The composition of the milk changes and adapts as breastfeeding continues to provide the most appropriate balance of nutrients for the growing infant. 

While formulas also include proteins, carbohydrates, fats, vitamins, and minerals, they do not dynamically change. The only area you can usually adjust is how diluted or concentrated the formula is. Even this aspect often falls under certain rules, and you don’t want to be diluting or concentrating the formula without getting advice from your neonatologist.

3. Safety and Risks

While baby formula is designed to provide a similar balance of nutrients to breast milk, it may not contain all of the bioactive components found in breast milk, such as antibodies and enzymes.

Infants who are formula-fed may be at increased risk of infections, particularly respiratory and gastrointestinal infections. This is because breast milk contains antibodies and other immune-boosting factors that help protect infants against infection and severe diseases.

The toxic baby formula NEC lawsuit cases are probably the best example of this today. The term “NEC” refers to a disease known as “Necrotizing Enterocolitis”. NEC is a condition where portions of the intestine become inflamed and can eventually die, leading to complications such as intestinal perforation, sepsis, and even death. 

NEC is believed to be a combination of factors, but studies have now shown that formula feeding increases the likelihood of NEC. TorHoerman, Law, LLC, is a firm that has been helping parents file for damages against companies like Similac and Enfamil.
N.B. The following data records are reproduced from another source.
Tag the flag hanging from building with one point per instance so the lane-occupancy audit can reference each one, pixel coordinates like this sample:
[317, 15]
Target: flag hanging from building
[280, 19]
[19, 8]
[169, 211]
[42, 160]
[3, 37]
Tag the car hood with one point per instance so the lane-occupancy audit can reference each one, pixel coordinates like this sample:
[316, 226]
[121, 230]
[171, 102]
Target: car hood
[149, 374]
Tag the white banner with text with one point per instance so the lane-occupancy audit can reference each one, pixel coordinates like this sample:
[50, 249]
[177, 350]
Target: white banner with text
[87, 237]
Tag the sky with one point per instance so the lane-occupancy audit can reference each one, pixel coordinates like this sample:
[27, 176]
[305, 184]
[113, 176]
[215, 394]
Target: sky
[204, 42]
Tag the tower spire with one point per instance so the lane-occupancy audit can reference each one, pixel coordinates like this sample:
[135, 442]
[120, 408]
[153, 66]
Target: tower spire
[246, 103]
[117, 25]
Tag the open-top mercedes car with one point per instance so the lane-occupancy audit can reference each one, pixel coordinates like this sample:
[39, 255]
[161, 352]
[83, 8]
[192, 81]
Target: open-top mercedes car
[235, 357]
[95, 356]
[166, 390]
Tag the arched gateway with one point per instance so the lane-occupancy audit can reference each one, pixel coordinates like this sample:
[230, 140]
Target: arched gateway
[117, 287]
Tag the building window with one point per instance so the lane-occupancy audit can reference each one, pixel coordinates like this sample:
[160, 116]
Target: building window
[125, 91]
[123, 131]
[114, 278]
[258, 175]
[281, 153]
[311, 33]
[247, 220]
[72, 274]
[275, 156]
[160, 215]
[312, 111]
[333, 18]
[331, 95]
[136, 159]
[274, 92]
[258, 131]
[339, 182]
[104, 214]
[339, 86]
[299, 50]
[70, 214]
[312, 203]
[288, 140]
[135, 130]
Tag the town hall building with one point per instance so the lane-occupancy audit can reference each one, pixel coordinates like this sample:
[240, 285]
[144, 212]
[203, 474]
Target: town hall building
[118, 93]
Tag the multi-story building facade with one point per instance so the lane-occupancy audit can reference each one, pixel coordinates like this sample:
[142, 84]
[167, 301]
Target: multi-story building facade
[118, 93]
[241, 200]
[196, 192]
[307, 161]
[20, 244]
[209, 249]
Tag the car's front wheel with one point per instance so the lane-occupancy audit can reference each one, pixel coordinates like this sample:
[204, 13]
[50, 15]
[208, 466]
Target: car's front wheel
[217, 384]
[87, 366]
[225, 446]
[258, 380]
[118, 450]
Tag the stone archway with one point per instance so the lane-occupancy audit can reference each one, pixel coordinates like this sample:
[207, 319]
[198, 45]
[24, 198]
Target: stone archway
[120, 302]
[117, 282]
According to them, estimated settlements from baby formula companies like Abbott Laboratories may range from $5,000 to $500,000 for those affected.
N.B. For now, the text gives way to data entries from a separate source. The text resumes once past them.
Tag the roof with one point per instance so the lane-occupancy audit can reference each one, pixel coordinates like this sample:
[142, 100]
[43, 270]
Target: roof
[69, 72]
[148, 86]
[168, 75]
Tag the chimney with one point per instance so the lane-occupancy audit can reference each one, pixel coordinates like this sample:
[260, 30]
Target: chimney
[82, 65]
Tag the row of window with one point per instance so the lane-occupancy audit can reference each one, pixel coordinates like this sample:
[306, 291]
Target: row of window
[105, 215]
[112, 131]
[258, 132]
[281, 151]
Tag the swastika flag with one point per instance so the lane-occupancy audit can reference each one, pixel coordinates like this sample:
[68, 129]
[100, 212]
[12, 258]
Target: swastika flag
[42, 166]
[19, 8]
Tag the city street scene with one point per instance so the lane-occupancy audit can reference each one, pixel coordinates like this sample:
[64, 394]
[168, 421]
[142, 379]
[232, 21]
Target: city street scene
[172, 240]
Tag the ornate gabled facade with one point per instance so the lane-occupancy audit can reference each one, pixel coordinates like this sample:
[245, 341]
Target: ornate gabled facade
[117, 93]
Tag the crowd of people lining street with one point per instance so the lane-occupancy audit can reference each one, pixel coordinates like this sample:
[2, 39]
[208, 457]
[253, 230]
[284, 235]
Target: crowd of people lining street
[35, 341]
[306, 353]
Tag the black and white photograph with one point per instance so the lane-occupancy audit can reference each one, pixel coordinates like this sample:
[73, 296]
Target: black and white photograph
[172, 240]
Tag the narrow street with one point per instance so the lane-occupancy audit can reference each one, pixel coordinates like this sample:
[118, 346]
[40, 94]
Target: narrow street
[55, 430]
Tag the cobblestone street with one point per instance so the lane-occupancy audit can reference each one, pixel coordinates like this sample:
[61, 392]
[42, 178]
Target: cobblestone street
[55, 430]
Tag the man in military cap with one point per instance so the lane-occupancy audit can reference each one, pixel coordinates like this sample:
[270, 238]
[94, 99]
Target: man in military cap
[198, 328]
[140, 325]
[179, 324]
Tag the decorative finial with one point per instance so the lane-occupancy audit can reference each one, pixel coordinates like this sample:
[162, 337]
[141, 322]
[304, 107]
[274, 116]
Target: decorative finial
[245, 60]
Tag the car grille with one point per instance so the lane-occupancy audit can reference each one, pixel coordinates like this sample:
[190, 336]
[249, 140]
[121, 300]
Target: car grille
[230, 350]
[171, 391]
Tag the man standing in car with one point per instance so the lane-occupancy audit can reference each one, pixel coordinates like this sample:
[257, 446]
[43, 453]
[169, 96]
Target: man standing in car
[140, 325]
This is going to be helpful to parents of those affected because treatment for NEC is not cheap. A five-year treatment plan can be as expensive as $1.5 million.

4. Formula Does Beat Breast Milk in Convenience

While breast milk is the optimal source of nutrition for infants, formula feeding can also provide adequate nutrition for infants who cannot or do not breastfeed. It is also highly convenient as mothers cannot always breastfeed in public or in other situations where it is difficult or impractical. 

Here are some of the many ways that formula has the edge over breastfeeding when it comes to convenience.

1. Flexibility: With formula feeding, you have more flexibility in terms of when and how you feed your baby. You do not need to be present for every feeding and can leave your baby with a caregiver or family member if necessary.


2. Ease of preparation: Formula feeding is relatively easy to prepare and does not require the mother to be present for every feeding. Formula can be prepared in advance and stored in the fridge for later use. This makes it particularly convenient if you live a busy life.


3. Quantifiable feedings: With formula feeding, you can easily measure the amount of milk your baby is consuming. This can be reassuring for some parents. Such information can be especially important for infants who have difficulty latching or transferring milk properly.


Deciding between breastfeeding and formula feeding is an important decision that requires careful consideration of the benefits and risks of each option. 

Breast milk is very much the optimal source of nutrition for infants due to its numerous extra benefits. As we saw, this covers aspects like immune-boosting factors and reduced risk of infections. Formula feeding can also provide adequate nutrition but is more situations-specific. However, it is a highly convenient feeding option

Ultimately, your decision will need to be based on your lifestyle, values, and tolerance for extra risks.